"Wir schauen uns ganz genau an, was kommt dazu online. Dann haben wir einen Ermittlungsansatz, und diese Person schnappen wir uns dann auch", sagte Pressesprecher Marcus da Gloria Martins dem BR. Durch die Veröffentlichung von derartigem Material drohe eine Anzeige wegen Verstoß gegen das Kunsturhebergesetz (§ 22). Demnach dürfen Bildnisse nur mit Einwilligung des Abgebildeten verbreitet oder öffentlich zur Schau gestellt werden.
Polizei musste Gaffern mit Gewalt drohen
Beim Unfall gestern seien Platzverweise ausgesprochen worden, so da Gloria Martins. Außerdem habe die Polizei mit der Anwendung von Gewalt drohen müssen. Erst dann seien einige Schaulustige zurückgewichen.
Weil die Versorgung der Verletzten absolute Priorität hatte, konnte die Polizei laut da Gloria Martins gestern nicht die Personalien einzelner Gaffer aufnehmen. Dennoch betont er, dass das Filmen und Fotografieren am Unfallort als Straftatbestand gelte, wenn dadurch der höchstpersönliche Lebensbereich der abgebildeten Personen verletzt werde. Nach §201a StGB kann das mit einer Freiheitsstrafe bis zu zwei Jahren oder mit Geldstrafe bestraft werden.
"Alleine die Unverfrorenheit, an ein Unfallfahrzeug heranzutreten, in dem noch jemand drin ist, und da dann mit der Kamera draufzuhalten, das zeugt schon von sehr viel Kaltschnäuzigkeit und fehlender Sensibilität." Polizei-Pressesprecher Marcus da Gloria Martins
Einsatzkräfte behindert? Bis zu einem Jahr Freiheitsstrafe drohen
Wenn durch Gaffen – egal ob dabei gefilmt wird oder nicht – Personen behindert werden, die Hilfe leisten wollen, dann ist das ebenfalls ein Straftatbestand. Laut §323c StGB drohen dann eine Freiheitsstrafe bis zu einem Jahr oder eine Geldstrafe. Gleiches gelte für unterlassene Hilfeleistung. Laut da Gloria Martins kann das einigen Gaffern vorgeworfen werden:
"Wer an einem verunfallten Fahrzeug steht, in dem noch jemand Hilfsbedürftiger drinnen ist, der macht sich der unterlassenen Hilfeleistung strafbar." Polizei-Pressesprecher Marcus da Gloria Martins
Das war bei dem Unfall gestern in der Nähe des Hauptbahnhofs der Fall. Laut Polizei standen einzelne Gaffer direkt bei den Unfallautos und filmten durch die Scheiben.

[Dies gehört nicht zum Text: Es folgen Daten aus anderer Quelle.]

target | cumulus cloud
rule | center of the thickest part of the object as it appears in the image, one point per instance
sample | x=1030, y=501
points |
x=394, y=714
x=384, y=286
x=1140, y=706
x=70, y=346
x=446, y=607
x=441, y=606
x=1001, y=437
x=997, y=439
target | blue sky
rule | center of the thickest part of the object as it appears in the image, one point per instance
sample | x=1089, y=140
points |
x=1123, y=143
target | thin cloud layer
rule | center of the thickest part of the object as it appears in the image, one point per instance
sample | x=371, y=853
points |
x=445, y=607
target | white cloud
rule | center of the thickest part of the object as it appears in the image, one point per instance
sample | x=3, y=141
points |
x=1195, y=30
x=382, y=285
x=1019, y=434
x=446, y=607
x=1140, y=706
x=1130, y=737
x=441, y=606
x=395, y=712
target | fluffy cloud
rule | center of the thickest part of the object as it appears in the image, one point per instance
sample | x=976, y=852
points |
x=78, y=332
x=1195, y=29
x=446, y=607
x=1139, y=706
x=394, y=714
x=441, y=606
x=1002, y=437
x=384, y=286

Experte: Gaffer sind schäbige Menschen
Gaffer folgen nach den Worten von Professor Alfred Gebert aus Münster einem Trieb von früher. Das erklärte der Wirtschaftspsychologe im BR-Interview. Die Frage, die sich der Mensch blitzschnell stelle, laute: Droht Gefahr? Deshalb schaue er hin. "Dann merken wir aber nach Bruchteilen von Sekunden: 'Ah ja, für uns besteht keine Gefahr.' Und dann müssten wir normalerweise helfen. Nur wenn da schon andere sind, dann helfen wir nicht mehr, sondern lassen die Professionellen kommen."
Wer Unfallopfer filme und das Video in die sozialen Netzwerke stelle, fühle sich – in Erwartung Tausender Klicks – wie ein "berühmter Dokumentarfilmer", so Gebert. "Aber im Grunde bin in ein ganz schäbiger Mensch, der sich an dem Leid anderer ergötzt."
Aus Geberts Sicht müssen Gaffer "überall verteufelt werden". Der Experte nimmt die Schulen – Stichwort "Medienerziehung" – und die Fahrschulen in die Pflicht. Sie müssten ihren Schülern beibringen, bei einem Unfall weiter auf den Verkehr zu achten und nicht zum Unfallgeschehen zu schauen.
"So was macht ein vernünftiger Mensch nicht"
Analog zum Pranger im Mittelalter plädiert der Wirtschaftspsychologe dafür, die Gesichter der Gaffer in der Zeitung abzudrucken. Die Botschaft, die damit verbunden sei, laute: "Seht her, das ist einer dieser blöden Voyeuristen. So was macht ein vernünftiger Mensch nicht."